Abbas Kamil, Dahlan’ı taşıyan özel uçağın Libya’ya ulaştığını söylüyor ve Dahlan ve beraberindekilerin havaalanından gizlice çıkarılmaları talimatı veriyor.
Abdülfettah El Sisi liderliğindeki Mısır’ın kendileri adına bölgede polis rolü oynamasını isteyenler, darbeci ekibi, Arap Baharı’nı ve halkın özgürlük arzusunu sadece Mısır’da bastırsın diye desteklemediler.
Mısırlı darbecilerin, Libya’da İslamcıların yönetimde söz sahibi olmalarını ne pahasına olursa olsun engellemek gibi başka görevleri de var.

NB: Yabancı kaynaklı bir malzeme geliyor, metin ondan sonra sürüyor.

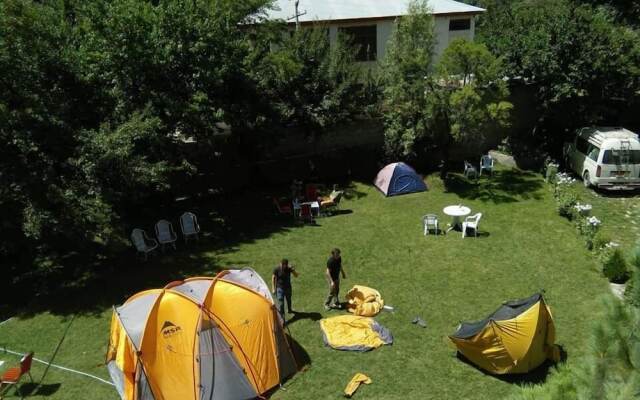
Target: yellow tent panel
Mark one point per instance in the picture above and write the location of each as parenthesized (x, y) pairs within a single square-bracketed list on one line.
[(202, 338), (516, 338), (364, 301), (350, 332)]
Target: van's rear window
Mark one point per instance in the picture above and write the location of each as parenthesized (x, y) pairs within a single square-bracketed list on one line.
[(615, 157)]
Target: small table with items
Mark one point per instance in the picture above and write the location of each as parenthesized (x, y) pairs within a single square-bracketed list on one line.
[(315, 208), (456, 213)]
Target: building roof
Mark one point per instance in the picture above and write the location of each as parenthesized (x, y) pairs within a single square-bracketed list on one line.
[(334, 10)]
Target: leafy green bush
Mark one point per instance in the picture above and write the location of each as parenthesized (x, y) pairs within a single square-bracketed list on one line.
[(587, 227), (551, 172), (614, 265), (565, 200)]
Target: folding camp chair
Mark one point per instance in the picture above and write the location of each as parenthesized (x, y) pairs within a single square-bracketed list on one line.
[(486, 163), (165, 234), (306, 214), (282, 208), (430, 221), (311, 192), (471, 222), (143, 243), (189, 226), (470, 170), (331, 203), (12, 376)]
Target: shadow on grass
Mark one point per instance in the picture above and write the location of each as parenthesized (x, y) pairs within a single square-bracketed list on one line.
[(33, 389), (303, 362), (297, 316), (534, 377), (617, 194), (505, 186)]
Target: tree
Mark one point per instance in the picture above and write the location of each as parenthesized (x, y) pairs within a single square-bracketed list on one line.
[(426, 105), (407, 64), (92, 94), (577, 60), (303, 80)]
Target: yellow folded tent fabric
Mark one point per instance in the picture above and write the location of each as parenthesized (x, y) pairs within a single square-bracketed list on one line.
[(364, 301), (202, 338), (353, 385), (349, 332), (516, 338)]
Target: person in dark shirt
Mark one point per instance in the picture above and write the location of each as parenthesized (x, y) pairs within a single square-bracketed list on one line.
[(281, 285), (334, 270)]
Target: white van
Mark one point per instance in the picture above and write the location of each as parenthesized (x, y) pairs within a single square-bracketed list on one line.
[(607, 158)]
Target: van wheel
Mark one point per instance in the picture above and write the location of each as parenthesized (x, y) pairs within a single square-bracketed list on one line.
[(585, 179)]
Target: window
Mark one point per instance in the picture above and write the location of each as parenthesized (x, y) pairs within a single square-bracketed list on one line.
[(582, 146), (459, 24), (593, 152), (364, 39), (621, 157)]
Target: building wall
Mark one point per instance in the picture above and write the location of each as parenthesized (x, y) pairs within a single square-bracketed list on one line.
[(385, 28)]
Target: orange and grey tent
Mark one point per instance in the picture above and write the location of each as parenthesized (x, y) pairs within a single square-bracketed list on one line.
[(202, 338), (516, 338)]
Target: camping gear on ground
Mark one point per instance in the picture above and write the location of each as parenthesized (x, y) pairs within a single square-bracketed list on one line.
[(353, 333), (364, 301), (189, 226), (419, 321), (331, 203), (201, 338), (399, 178), (430, 222), (516, 338), (471, 222), (355, 382), (486, 164), (12, 376), (470, 170), (143, 243)]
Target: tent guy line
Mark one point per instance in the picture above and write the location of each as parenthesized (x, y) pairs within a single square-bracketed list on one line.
[(60, 367)]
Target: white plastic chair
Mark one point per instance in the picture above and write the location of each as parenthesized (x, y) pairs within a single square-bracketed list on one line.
[(165, 234), (471, 222), (486, 163), (143, 243), (470, 170), (189, 226), (430, 221)]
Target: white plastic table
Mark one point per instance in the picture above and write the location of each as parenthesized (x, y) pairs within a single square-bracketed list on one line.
[(456, 213)]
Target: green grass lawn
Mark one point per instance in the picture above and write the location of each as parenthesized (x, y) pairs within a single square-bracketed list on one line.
[(523, 247), (619, 212)]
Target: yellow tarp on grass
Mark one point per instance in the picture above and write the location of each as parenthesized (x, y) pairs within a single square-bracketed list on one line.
[(353, 385), (350, 332), (364, 301)]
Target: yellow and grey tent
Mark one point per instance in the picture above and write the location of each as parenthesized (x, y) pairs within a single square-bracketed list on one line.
[(516, 338), (349, 332), (201, 338), (364, 301)]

Ayrıca Abu Dhabi’nin paralı askerliğini yapıyorlar.
BAE’de Mısırlı askerlerden oluşan bir müdahale gücü bulunuyor.
Özel eğitimli askerlerden oluşan bu gücün orada olmasının amacı Katar’a gözdağı vermek ve hatta gerekirse müdahale etmek.
BAE ve Mısır’ın şüpheli hareketlerinden kaygı duyan Doha’nın bir hafta önce Ankara’yla imzaladığı askeri işbirliği antlaşması, Abu Dhabi’ye özetle “Senin yanında El Sisi’nin ordusu varsa benim yanımda da ondan daha güçlü Türk ordusu var” mesajı veriyor.